MUF, LUF, and Choosing the Right Frequency
The Propagation Window
For any given path between two stations, there's a range of frequencies that will work. Go too high, and the signal punches through the ionosphere into space. Go too low, and the D layer absorbs it. The sweet spot is between these limits.
Maximum Usable Frequency (MUF)
The highest frequency the ionosphere will return to Earth for a specific path. Above this, signals pass straight through into space.
The MUF varies with:
- Time of day: Higher during the day, drops at night
- Season: Can be higher in winter for F2 paths at mid-latitudes
- Solar cycle: Much higher during solar maximum (the 11-year cycle)

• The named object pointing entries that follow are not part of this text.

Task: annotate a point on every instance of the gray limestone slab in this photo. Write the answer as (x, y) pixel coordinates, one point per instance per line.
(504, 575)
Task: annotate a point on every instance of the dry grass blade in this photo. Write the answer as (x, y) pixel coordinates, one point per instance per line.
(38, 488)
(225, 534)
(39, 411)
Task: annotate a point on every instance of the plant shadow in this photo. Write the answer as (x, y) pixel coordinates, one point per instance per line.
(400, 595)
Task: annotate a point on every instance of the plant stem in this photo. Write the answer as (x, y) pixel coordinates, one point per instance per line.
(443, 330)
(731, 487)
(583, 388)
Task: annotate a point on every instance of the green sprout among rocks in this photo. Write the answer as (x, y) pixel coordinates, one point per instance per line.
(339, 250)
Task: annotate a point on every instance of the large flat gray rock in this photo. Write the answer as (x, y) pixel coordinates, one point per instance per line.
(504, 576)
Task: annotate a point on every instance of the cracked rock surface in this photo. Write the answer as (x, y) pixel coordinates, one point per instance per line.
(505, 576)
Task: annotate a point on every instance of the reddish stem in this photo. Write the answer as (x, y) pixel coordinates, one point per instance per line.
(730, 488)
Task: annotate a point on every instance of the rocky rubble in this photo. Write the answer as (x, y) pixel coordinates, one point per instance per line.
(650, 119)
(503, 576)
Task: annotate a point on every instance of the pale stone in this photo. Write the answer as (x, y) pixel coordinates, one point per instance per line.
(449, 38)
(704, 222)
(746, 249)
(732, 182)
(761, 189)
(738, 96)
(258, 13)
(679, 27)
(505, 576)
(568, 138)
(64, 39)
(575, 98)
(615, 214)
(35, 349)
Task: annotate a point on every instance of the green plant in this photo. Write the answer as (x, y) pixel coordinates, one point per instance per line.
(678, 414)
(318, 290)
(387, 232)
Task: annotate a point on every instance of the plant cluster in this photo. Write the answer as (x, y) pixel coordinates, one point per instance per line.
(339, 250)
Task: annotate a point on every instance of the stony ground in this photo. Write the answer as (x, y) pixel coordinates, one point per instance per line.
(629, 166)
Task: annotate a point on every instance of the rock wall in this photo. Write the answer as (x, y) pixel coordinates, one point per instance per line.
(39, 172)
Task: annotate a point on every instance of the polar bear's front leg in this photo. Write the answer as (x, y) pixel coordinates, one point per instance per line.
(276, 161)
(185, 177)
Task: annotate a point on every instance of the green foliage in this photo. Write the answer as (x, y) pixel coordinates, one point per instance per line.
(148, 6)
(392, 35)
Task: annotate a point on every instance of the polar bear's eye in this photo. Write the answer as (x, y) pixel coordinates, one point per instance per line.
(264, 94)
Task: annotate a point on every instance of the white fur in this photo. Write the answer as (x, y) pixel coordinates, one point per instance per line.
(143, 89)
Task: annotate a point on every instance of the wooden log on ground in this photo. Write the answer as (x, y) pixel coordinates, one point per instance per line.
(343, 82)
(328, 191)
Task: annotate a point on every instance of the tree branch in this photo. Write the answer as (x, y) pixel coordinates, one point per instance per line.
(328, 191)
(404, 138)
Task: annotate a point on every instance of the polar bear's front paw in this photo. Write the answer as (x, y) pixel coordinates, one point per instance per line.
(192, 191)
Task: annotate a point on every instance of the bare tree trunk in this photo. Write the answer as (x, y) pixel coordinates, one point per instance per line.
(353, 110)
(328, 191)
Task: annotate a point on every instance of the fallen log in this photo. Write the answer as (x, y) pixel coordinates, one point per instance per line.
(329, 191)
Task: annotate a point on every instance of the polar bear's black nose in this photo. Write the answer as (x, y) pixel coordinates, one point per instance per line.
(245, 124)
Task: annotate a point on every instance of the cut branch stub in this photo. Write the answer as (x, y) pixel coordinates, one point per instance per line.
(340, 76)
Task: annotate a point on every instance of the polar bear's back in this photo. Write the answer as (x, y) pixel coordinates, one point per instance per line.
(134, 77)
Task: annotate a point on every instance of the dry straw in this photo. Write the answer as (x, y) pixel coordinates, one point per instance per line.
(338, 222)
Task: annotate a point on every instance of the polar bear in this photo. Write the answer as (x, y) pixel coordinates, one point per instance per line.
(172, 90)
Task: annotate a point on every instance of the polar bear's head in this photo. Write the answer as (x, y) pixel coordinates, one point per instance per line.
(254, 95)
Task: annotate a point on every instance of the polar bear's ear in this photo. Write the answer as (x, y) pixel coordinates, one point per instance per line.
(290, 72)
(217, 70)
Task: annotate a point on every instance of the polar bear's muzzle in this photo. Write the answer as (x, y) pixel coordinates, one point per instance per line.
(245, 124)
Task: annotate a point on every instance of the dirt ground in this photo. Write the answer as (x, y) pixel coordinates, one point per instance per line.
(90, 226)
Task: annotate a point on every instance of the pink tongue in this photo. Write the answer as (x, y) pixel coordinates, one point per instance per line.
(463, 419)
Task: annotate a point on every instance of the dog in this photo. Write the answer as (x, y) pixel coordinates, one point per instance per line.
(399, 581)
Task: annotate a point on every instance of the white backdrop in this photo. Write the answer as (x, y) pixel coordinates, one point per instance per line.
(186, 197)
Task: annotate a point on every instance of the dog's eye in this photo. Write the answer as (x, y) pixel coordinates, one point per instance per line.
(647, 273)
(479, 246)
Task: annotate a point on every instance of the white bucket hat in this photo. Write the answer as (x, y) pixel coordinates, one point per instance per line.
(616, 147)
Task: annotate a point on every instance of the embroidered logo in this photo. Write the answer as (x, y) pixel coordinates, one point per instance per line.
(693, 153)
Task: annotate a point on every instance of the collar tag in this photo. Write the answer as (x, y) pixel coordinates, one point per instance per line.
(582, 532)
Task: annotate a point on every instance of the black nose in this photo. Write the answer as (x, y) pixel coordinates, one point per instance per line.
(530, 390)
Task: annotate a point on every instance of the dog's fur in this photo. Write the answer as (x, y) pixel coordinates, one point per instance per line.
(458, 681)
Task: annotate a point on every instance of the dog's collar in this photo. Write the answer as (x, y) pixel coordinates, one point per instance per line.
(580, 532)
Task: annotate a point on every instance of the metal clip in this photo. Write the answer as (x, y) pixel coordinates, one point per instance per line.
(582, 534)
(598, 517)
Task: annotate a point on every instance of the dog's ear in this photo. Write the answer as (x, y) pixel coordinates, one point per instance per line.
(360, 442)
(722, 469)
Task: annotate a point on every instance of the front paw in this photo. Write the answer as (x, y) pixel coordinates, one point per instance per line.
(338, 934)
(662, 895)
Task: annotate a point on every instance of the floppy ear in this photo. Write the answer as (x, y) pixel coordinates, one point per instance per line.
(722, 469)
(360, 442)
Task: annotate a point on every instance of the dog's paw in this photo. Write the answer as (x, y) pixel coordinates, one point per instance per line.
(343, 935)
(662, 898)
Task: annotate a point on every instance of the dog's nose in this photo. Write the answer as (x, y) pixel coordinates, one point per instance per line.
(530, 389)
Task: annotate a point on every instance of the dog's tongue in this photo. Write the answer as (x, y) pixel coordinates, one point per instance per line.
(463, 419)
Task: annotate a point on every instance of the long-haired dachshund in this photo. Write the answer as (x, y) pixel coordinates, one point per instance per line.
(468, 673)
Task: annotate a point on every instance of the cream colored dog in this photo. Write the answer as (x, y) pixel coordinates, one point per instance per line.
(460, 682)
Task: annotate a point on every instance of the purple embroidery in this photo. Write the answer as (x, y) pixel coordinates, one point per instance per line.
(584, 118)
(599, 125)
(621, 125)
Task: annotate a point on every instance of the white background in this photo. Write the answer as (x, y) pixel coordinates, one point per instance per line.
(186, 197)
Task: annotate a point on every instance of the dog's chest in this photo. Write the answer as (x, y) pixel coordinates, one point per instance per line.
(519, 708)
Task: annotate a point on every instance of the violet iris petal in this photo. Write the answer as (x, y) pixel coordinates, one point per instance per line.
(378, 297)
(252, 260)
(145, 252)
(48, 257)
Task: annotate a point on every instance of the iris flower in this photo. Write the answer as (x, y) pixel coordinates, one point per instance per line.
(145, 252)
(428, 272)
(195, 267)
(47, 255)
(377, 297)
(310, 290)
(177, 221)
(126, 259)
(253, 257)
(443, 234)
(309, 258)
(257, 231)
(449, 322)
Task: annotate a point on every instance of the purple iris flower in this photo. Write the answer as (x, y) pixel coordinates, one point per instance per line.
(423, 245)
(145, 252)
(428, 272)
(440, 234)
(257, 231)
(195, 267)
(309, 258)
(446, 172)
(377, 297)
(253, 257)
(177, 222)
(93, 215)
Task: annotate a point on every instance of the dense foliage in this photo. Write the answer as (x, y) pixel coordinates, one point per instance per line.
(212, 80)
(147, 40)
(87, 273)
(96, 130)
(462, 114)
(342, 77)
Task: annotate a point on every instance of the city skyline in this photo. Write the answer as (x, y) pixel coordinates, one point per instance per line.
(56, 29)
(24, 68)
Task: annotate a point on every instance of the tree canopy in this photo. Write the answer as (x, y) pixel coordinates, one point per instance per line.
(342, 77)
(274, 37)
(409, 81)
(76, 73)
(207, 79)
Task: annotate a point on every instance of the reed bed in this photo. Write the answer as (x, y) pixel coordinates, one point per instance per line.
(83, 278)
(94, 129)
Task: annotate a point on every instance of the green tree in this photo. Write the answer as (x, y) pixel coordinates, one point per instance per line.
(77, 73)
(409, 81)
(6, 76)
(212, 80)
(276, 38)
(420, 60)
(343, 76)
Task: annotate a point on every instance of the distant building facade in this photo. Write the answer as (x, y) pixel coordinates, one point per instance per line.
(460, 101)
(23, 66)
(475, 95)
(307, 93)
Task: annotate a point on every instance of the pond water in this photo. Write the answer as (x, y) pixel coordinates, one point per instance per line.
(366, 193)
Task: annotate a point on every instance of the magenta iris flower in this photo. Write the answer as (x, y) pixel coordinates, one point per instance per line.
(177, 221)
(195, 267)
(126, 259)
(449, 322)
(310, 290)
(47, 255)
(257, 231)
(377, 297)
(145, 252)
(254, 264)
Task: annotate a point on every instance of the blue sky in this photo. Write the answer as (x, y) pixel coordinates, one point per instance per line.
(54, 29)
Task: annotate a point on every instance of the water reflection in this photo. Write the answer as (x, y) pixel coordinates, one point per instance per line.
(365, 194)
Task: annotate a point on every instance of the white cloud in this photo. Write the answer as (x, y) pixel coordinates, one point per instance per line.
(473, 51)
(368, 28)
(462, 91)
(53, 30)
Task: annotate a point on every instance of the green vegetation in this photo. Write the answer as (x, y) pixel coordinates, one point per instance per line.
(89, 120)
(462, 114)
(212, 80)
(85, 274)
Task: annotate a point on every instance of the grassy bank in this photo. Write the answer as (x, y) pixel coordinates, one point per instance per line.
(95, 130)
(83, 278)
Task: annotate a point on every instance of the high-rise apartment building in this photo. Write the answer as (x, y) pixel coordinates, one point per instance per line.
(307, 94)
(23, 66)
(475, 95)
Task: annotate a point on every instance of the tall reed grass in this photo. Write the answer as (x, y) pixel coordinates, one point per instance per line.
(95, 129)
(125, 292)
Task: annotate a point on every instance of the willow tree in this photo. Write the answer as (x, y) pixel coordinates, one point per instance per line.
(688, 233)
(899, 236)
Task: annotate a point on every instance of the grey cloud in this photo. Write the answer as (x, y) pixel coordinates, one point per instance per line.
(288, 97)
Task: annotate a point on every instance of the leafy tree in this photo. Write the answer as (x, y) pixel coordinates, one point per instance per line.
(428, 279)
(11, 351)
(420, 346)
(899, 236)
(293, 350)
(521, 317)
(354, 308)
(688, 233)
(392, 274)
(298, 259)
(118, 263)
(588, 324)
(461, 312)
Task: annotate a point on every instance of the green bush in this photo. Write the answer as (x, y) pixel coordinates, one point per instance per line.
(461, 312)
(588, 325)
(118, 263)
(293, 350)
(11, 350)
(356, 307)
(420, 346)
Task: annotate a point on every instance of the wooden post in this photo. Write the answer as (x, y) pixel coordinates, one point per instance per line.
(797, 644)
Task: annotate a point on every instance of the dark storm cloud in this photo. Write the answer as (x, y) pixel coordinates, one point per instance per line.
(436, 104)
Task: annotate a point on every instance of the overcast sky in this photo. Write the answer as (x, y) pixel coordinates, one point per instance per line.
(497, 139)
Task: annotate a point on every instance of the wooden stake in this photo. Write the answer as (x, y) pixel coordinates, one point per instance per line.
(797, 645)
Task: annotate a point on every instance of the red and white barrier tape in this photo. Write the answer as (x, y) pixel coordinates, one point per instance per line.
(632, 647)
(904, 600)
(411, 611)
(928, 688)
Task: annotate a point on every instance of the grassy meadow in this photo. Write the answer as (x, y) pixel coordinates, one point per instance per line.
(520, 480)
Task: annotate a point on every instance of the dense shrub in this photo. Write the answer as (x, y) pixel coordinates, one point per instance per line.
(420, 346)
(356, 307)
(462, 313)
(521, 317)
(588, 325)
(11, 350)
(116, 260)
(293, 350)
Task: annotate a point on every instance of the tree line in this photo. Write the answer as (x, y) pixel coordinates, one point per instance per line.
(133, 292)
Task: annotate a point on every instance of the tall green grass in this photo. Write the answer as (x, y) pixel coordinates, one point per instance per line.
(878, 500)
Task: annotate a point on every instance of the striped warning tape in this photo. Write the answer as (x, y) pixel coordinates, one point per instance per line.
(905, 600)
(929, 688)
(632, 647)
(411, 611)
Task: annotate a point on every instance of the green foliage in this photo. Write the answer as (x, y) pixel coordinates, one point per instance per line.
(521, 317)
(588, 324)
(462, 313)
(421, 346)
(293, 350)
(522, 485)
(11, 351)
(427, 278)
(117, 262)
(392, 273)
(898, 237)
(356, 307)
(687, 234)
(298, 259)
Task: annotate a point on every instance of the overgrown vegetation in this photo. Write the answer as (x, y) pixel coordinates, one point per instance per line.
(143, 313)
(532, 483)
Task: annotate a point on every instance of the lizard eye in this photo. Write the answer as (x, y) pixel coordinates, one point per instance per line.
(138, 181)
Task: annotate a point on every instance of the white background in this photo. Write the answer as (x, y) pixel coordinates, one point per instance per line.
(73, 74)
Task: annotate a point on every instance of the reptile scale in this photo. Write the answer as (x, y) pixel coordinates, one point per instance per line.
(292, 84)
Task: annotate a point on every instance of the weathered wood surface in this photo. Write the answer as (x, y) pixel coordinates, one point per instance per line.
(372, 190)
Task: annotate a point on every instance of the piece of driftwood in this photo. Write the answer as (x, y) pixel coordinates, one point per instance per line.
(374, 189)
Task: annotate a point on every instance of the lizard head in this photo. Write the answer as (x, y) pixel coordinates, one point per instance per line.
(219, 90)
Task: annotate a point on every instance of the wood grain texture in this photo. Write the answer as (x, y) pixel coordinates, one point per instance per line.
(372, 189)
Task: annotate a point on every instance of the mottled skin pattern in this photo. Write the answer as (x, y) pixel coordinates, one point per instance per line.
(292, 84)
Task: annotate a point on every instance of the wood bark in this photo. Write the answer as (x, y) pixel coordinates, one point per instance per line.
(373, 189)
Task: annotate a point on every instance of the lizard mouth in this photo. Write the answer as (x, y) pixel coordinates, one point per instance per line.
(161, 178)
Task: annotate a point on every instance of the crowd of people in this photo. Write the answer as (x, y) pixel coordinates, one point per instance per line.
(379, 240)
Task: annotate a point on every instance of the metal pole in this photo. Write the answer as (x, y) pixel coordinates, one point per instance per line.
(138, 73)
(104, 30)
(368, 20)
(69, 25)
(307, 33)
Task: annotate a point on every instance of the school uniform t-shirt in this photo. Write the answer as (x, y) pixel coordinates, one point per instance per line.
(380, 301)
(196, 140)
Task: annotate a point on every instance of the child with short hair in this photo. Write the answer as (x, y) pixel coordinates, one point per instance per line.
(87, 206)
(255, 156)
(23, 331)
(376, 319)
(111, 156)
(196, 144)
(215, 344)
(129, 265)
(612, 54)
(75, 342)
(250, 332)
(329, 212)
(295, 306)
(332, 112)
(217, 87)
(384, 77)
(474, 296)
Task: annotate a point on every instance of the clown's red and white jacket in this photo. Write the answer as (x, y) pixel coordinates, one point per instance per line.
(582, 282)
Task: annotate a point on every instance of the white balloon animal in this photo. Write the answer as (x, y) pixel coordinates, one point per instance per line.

- Path length: Longer paths can use higher frequencies (lower angle of incidence)
Lowest Usable Frequency (LUF)
The lowest frequency that provides a usable signal. Below this, D-layer absorption is too great. The LUF is higher during the day and lower at night.
Frequency of Optimum Traffic (FOT)
The "Goldilocks" frequency — not too high (might skip out), not too low (might be absorbed). Operating at 85% of the MUF gives the most reliable communication.
| Time | Best bands | Why |
|---|---|---|
| Daytime | 20m, 17m, 15m, 12m, 10m | High MUF, D-layer absorbs low bands |
| Evening | 40m, 30m, 20m | D layer fading, F layer still good |
| Night | 160m, 80m, 40m | No D-layer absorption, low MUF |
| Sunrise/sunset | 160m, 80m (grey line!) | Special propagation — see next lesson |
Skip Distance and Skip Zone
When a signal goes up to the ionosphere and comes back down, it doesn't return right next to the transmitter:
- Skip distance: The minimum distance where the skywave signal returns to Earth
- Skip zone (dead zone): The area between where the ground wave fades out and where the skywave returns — no signal here!
Higher frequency = longer skip distance. On 10m, the skip might be 1000+ km. On 40m, it might be 300 km. This is why you sometimes can't hear local stations on 20m — they're in your skip zone.